A few hours earlier, I’d been willing to sacrifice Sora for the greater good. What kind of person would I have been if I weren’t willing to sacrifice myself? Shay wanted a life in exchange for his second’s? Fine. He could damn well take mine. If I didn’t fight it—didn’t fight him—it wouldn’t constitute a challenge. Devon would inherit my pack once I was gone, and Shay wouldn’t be able to touch them.
Any of them.
Shay smiled again, like he’d known all along that I’d offer my life up to save theirs. But he made no move to hurt me. Instead, he made a tsking sound under his breath. “Didn’t Callum teach you anything about Pack Law, Bronwyn?”
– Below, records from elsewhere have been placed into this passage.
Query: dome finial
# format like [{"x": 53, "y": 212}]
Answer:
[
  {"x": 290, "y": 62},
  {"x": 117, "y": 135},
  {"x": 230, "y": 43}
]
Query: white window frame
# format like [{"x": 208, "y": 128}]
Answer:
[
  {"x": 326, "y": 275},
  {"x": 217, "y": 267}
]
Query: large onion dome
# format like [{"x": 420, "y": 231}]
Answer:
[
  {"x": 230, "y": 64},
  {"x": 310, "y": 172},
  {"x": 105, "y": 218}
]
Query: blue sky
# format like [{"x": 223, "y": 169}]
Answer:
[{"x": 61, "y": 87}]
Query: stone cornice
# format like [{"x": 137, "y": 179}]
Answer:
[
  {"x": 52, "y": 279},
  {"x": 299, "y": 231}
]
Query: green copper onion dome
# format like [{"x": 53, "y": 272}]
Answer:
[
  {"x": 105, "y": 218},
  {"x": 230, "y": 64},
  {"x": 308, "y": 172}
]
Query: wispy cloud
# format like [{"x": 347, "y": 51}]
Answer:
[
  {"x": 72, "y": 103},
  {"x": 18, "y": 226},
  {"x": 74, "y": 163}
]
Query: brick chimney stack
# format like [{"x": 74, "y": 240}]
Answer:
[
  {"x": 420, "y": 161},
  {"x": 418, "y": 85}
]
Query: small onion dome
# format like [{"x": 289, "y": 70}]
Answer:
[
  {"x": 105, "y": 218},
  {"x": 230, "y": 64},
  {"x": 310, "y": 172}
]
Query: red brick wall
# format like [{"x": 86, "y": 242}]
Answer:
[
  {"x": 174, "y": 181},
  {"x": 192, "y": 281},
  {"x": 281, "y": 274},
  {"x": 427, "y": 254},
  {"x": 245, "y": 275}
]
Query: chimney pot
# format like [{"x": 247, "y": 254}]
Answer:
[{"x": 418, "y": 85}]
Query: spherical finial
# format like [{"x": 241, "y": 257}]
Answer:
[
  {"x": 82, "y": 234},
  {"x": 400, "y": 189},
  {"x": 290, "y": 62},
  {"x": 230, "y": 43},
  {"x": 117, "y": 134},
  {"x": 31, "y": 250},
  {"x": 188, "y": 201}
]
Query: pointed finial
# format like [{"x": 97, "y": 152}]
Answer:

He was calling me Bronwyn. The way Dev did. The way Callum did.
“You can’t trade a human’s life for a wolf’s,” Shay told me, violence creeping into the edge of his voice, reminding me that a human life was nothing to him. “And unfortunately, you aren’t a wolf.”
He wouldn’t accept my life for his second’s. For all I knew, maybe he couldn’t.
An eye for an eye.
One second, Shay’s gaze was boring into me, and the next, he had Chase on his back and on the ground.
You can’t trade a human’s life for a wolf’s.
No.
I couldn’t hang on to the here and now, couldn’t keep the rage from bleeding over everything—red, red, red.
This was what Shay wanted. He wanted me to attack him, wanted me to give him an excuse to kill me, one that would be absolutely and 100 percent above reproach in the other alphas’ eyes.
In Callum’s.
If I attacked Shay now, that would constitute a challenge. If I broke Pack Law and challenged him, if he killed me as a result of a direct challenge, he’d inherit my pack. And the Senate might actually let him keep it.
This was the plan, I thought. All along, this was his plan.
Shay wanted me to lose control. He was goading me, the way he had Caroline—and none of that mattered, because this was Chase.